FAITS ET PROCÉDURE :
Madame [S] [X] est propriétaire d’un studio situé [Adresse 7].
En vertu d’un bail d’habitation signé en date du 24 août 2022 à effet au 27 août 2022 la requérante a donné en location à Monsieur [P] [L] le bien ci-dessus désigné, moyennant un loyer de 710 euros et 70 euros de charges.
Le locataire accumulant les impayés, il lui était délivré en date du 19 octobre 2023 un commandement visant la clause résolutoire de payer la somme de 2396 euros en principal dans un délai de six semaines, dénoncé à la CCAPEX le 20 octobre 2023.
Le commandement de payer restant infructueux pour sa totalité Madame [X] ont fait assigner Monsieur [P] [L] par acte du 31 mai 2024 devant le Juge du contentieux de la protection de [Localité 8] statuant en référé.
En application de l’article 114 de la Loi n°98-657 du 29 juillet 1998, l’assignation aux fins de constat de la résiliation du bail a été notifiée au représentant de l’Etat dans le département au moins deux mois avant l’audience, par notification électronique le 4 juin 2024.
L’affaire a été évoquée à l’audience du 7 octobre 2024.
Il est demandé au Tribunal ce qui suit :
— la constatation de la résiliation du bail la clause résolutoire étant acquise subsidiairement la résiliation judiciaire du bail,
— l’expulsion de la locataire du local d’habitation avec le cas échéant le concours de la force publique et l’assistance d’un serrurier à défaut de départ volontaire avec si besoin l’aide de la force publique et d’un serrurier.
— Autoriser la séquestration des meubles et objets mobiliers se trouvant dans les lieux loués, dans tel garde-meubles qu’il plaira au requérant de désigner aux frais et risques du défendeur ;
— Sa condamnation provisionnelle à lui payer :
a) la somme de 6064 € au titre de l’arriéré de loyers et de charges échus impayés au 25 avril 2024 avec intérêt légal à compter du commandement de payer du 19 février 2024.

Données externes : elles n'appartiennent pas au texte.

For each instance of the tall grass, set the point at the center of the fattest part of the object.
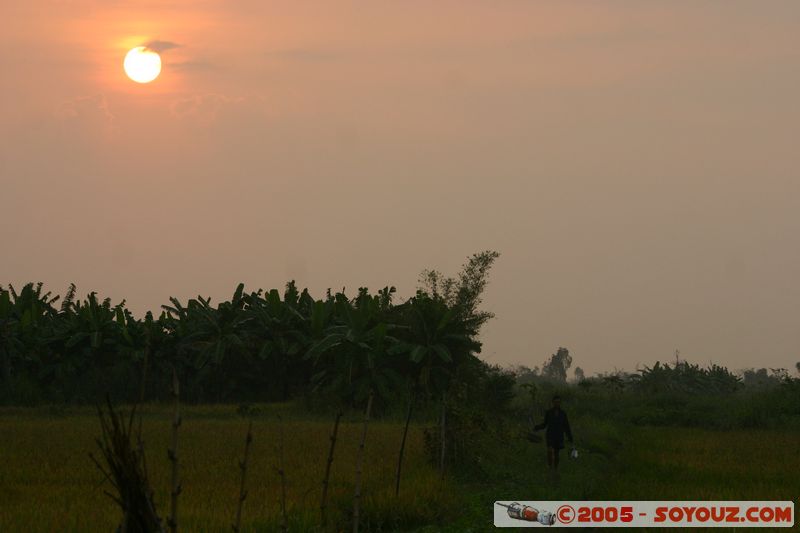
(47, 482)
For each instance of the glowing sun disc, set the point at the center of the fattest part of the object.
(142, 65)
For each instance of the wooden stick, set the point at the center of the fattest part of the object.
(324, 503)
(443, 434)
(282, 474)
(359, 465)
(172, 453)
(411, 401)
(243, 467)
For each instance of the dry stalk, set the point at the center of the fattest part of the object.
(324, 503)
(282, 474)
(172, 453)
(243, 468)
(359, 465)
(124, 467)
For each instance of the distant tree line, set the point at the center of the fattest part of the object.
(680, 377)
(257, 346)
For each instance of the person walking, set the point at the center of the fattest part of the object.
(557, 424)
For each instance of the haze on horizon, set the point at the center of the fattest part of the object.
(635, 163)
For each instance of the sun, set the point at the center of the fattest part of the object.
(142, 65)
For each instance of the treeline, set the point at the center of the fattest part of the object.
(258, 346)
(677, 394)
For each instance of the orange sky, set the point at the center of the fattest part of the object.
(634, 162)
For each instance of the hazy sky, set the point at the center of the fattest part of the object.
(635, 162)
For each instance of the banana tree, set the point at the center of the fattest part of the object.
(432, 338)
(353, 360)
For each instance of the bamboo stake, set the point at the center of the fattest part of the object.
(172, 453)
(443, 434)
(403, 442)
(324, 503)
(359, 465)
(243, 468)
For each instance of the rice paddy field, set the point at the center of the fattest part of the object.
(48, 483)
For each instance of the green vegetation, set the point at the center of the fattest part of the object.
(352, 413)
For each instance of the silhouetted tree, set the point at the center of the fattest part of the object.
(556, 368)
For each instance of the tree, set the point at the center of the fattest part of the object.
(433, 339)
(556, 368)
(464, 294)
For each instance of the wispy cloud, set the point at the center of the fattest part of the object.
(161, 46)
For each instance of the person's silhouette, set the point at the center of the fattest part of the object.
(557, 424)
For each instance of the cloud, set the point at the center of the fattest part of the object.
(84, 106)
(86, 115)
(161, 46)
(203, 109)
(308, 55)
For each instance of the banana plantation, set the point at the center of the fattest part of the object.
(264, 345)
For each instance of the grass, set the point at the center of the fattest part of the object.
(691, 464)
(47, 482)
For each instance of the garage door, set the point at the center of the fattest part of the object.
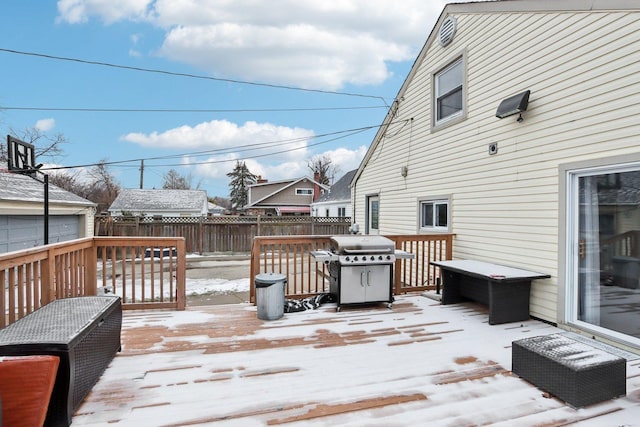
(27, 231)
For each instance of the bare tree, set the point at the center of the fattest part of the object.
(323, 169)
(172, 180)
(241, 179)
(103, 188)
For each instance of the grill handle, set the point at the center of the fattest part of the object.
(367, 251)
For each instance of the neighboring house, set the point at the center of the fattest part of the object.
(554, 189)
(285, 197)
(22, 204)
(337, 201)
(160, 203)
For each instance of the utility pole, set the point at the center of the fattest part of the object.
(141, 174)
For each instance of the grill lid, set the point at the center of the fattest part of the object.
(350, 244)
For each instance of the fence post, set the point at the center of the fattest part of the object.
(91, 267)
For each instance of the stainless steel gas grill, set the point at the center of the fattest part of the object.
(361, 268)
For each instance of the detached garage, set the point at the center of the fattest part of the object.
(22, 214)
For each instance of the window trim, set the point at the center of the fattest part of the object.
(569, 173)
(462, 114)
(304, 191)
(446, 200)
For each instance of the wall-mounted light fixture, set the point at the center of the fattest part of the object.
(514, 105)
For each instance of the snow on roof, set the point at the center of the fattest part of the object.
(340, 190)
(153, 200)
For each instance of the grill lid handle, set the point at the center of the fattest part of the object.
(367, 251)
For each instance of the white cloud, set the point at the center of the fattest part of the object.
(251, 137)
(275, 168)
(321, 44)
(109, 11)
(45, 125)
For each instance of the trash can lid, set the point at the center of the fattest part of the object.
(267, 279)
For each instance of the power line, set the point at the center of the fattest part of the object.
(227, 150)
(191, 110)
(189, 75)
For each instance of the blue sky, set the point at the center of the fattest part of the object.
(349, 56)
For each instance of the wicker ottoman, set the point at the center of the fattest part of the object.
(574, 372)
(84, 332)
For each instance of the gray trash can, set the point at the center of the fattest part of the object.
(270, 295)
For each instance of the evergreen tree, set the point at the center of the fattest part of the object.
(241, 179)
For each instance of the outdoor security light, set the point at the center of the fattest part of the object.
(513, 105)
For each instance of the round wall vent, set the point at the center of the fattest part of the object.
(447, 31)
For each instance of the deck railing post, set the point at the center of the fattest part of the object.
(181, 274)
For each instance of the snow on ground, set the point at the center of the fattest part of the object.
(211, 286)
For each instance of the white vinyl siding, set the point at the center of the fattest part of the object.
(582, 70)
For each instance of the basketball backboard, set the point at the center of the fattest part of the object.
(21, 155)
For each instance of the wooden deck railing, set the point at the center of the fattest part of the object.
(32, 278)
(290, 255)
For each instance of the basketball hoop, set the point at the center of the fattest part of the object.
(21, 155)
(22, 160)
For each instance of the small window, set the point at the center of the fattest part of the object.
(434, 215)
(448, 92)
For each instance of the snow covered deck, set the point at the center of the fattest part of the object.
(420, 363)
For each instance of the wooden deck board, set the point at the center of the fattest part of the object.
(419, 363)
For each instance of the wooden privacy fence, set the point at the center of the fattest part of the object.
(32, 278)
(220, 234)
(306, 277)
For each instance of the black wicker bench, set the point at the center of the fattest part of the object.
(572, 371)
(84, 332)
(505, 290)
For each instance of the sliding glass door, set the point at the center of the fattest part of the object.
(604, 224)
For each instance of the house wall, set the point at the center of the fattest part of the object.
(320, 209)
(582, 70)
(22, 224)
(286, 196)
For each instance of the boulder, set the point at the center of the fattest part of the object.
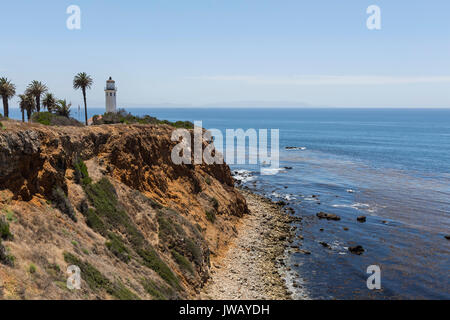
(358, 250)
(361, 219)
(328, 216)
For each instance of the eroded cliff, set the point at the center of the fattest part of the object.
(109, 200)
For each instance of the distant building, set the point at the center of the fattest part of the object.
(110, 95)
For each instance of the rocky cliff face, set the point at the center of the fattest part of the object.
(110, 200)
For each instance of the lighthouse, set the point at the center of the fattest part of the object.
(110, 95)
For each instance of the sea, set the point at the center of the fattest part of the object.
(390, 165)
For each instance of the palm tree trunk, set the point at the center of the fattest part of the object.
(38, 103)
(85, 104)
(5, 107)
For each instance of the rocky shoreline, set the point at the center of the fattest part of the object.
(253, 267)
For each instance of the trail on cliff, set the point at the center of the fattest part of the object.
(109, 200)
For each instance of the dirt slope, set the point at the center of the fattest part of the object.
(109, 200)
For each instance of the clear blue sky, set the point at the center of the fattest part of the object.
(234, 52)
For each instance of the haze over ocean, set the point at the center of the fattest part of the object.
(392, 165)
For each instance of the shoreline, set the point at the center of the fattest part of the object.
(253, 267)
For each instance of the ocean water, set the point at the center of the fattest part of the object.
(391, 165)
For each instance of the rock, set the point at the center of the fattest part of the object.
(324, 244)
(361, 219)
(358, 250)
(328, 216)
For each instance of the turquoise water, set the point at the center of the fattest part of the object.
(390, 165)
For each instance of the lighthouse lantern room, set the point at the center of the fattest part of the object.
(110, 95)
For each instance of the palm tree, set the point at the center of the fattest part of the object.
(63, 108)
(49, 102)
(37, 89)
(28, 104)
(7, 91)
(83, 81)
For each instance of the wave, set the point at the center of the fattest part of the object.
(295, 148)
(287, 197)
(242, 175)
(356, 205)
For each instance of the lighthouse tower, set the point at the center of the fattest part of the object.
(110, 95)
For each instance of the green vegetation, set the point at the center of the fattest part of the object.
(5, 233)
(215, 203)
(118, 248)
(97, 281)
(55, 119)
(94, 221)
(32, 268)
(152, 260)
(182, 262)
(7, 92)
(5, 257)
(53, 269)
(108, 215)
(83, 81)
(157, 291)
(81, 174)
(36, 89)
(121, 116)
(194, 250)
(62, 203)
(10, 215)
(28, 104)
(210, 216)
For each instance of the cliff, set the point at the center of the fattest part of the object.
(109, 200)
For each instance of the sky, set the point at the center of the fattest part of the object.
(219, 53)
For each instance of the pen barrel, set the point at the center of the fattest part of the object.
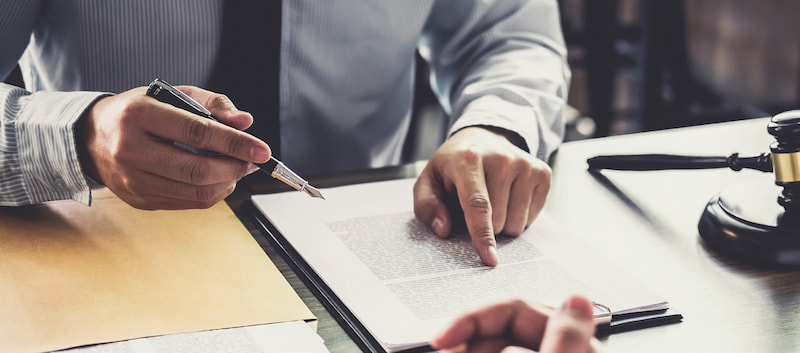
(644, 162)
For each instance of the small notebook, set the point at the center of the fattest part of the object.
(398, 284)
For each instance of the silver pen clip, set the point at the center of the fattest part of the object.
(164, 92)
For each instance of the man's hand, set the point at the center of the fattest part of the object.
(500, 188)
(127, 142)
(516, 326)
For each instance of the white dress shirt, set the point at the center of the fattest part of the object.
(346, 81)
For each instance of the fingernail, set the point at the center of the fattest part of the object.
(577, 308)
(438, 226)
(259, 154)
(490, 254)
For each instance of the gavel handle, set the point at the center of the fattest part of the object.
(643, 162)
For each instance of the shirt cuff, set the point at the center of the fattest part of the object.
(497, 112)
(47, 146)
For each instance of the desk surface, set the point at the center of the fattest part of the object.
(647, 223)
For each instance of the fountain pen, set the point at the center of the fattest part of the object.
(164, 92)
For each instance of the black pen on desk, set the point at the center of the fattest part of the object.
(164, 92)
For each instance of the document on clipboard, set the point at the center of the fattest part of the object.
(398, 284)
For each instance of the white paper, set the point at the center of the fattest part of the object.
(405, 284)
(284, 337)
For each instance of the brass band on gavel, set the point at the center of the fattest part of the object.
(786, 167)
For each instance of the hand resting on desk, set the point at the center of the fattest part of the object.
(127, 141)
(516, 326)
(501, 188)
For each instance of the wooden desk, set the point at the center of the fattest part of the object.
(647, 223)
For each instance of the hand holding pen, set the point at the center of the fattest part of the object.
(166, 93)
(126, 142)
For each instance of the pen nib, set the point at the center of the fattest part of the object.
(313, 192)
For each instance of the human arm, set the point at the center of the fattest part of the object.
(519, 327)
(500, 70)
(128, 145)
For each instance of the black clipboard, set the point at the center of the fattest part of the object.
(363, 338)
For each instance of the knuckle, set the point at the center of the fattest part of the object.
(196, 132)
(219, 100)
(480, 203)
(205, 193)
(197, 172)
(571, 333)
(233, 144)
(244, 170)
(470, 155)
(132, 111)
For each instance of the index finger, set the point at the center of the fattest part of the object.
(180, 126)
(473, 196)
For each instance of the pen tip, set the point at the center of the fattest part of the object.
(313, 192)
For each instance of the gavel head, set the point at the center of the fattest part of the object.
(785, 155)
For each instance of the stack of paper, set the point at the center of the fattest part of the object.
(405, 285)
(73, 275)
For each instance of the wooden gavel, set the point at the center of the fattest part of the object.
(783, 159)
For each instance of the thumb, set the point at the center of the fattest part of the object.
(429, 205)
(571, 328)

b) une indemnité mensuelle d’occupation égale au montant du loyer courant et charges à savoir 808 euros à compter de la résiliation du bail jusqu’à la reprise des lieux.
Il est sollicité enfin une somme de 1500 euros en application des dispositions de l’article 700 du Code de procédure civile ainsi que les dépens, ce compris le coût du commandement de payer.
A l’audience, Madame [X] représentée par son conseil a porté sa demande à la somme de 10960 euros en ne s’opposant pas à l’octroi de délais.
Le défendeur présent a demandé des délais de paiement sur une période de 24 mois certifiant reprendre le paiement du loyer au mois de novembre 2024. Il assure vouloir quitter les lieux au mois de novembre 2024.
Lecture faite du rapport social du 11 juillet 2024 préconise un plan d’apurement.
L’affaire a été mise en délibéré au 4 novembre 2024.
MOTIFS DE LA DECISION
En application des dispositions de l’article 834 du code de procédure civile, dans tous les cas d’urgence le président du Tribunal Judiciaire ou le juge du contentieux de la protection dans les limites de sa compétence, peuvent ordonner en référé toutes les mesures qui ne se heurtent à aucune contestation sérieuse ou que justifie l’existence d’un différend.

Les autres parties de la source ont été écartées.